The law states that all life insurance dividend payments must be equitable. The amount paid to each policy owner must be commensurate with their contribution to profits (at least roughly). This is judged based upon the size of each policy. A policy with a higher cash value will pay a higher dividend generally speaking. During the early policy years, there are load charges which reduce the dividend. Generally these decrease every year until they cease at some designated policy age. The load charges are a way to account for the administrative expenses associated with opening the policy.
The dividend payment is a return of surplus profits. Surplus profits are the profits after all mortality expenses and operating expenses are paid, and after reserve funds and contingency accounts are appropriately funded. While the financial controls of life insurance companies are extremely tight (statistically based and very sophisticated), the possibility for certain expenses to higher than expected is possible.
For example, a natural disaster, terrorist attack, or disease could create a much high mortality expense than what was planned by the life insurance company. More mundane but equally possible a life insurance company’s underwriting department could be judging risk incorrectly and the actual rate of death is higher than anticipated.

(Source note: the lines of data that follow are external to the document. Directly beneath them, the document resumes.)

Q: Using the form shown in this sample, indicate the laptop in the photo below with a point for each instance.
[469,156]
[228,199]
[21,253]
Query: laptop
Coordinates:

A higher than expected mortality rate would lead to lower than expected profits, and impact the dividend payment negatively. In the event of higher than expected mortality rates the company will also probably need to fund the reserves at higher rates, which further impacts the dividend payment rate.
Surplus profits are also influence by the rate of return of the investments an insurance company owns. If their fixed income portfolio is negatively affected by interest rate fluctuations (either affecting their interest rate of return or the value of the underlying assets), the company will have lower profits and therefore the dividend payments will likely be reduced.
As you can see dividend payments are not guaranteed. That being said, most major life insurance companies in the United States have a long history of making healthy dividend payments to their policy owners. Some have not missed a dividend payment in over 100 years. Dividends are not technically guaranteed, but they do have a high probability of being paid regularly. Ultimately the board of directors decides the rate of dividend payment to owners.